План альгуасила всем показался прекрасным, и кабальеро дал ему за него четыре реала. Они тотчас же принялись за дело, и в конце концов первый гость открыл дверь представителю власти, выказав при этом, однако, большое неудовольствие. Новый постоялец, извинившись за причиненное беспокойство, начал располагаться на свободной кровати, но его сосед не проронил ни слова и даже не показал своего лица, так как, открыв дверь, сейчас же лег снова в постель и, чтобы не отвечать, притворился спящим. Второй гость тоже лег, надеясь удовлетворить свое любопытство утром, когда они будут вставать.
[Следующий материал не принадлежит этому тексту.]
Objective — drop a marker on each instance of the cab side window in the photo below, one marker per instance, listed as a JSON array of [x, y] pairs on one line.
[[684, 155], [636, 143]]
Стояли длинные ленивые декабрьские ночи; холод и усталость от путешествия манили к отдыху. Однако первый гость не мог заснуть и вскоре после полуночи начал так громко вздыхать, как если бы при каждом вздохе он прощался со своей жизнью. Его вздохи были настолько сильны, что новый постоялец, успевший уже заснуть, проснулся от этих жалобных звуков и, изумленный рыданиями, сопровождавшими вздохи, стал внимательно прислушиваться к тому, что шептал незнакомец. В комнате было темно, и кровати стояли далеко друг от друга, но, несмотря на это, ему удалось уловить следующие слова, произнесенные тихим и слабым голосом.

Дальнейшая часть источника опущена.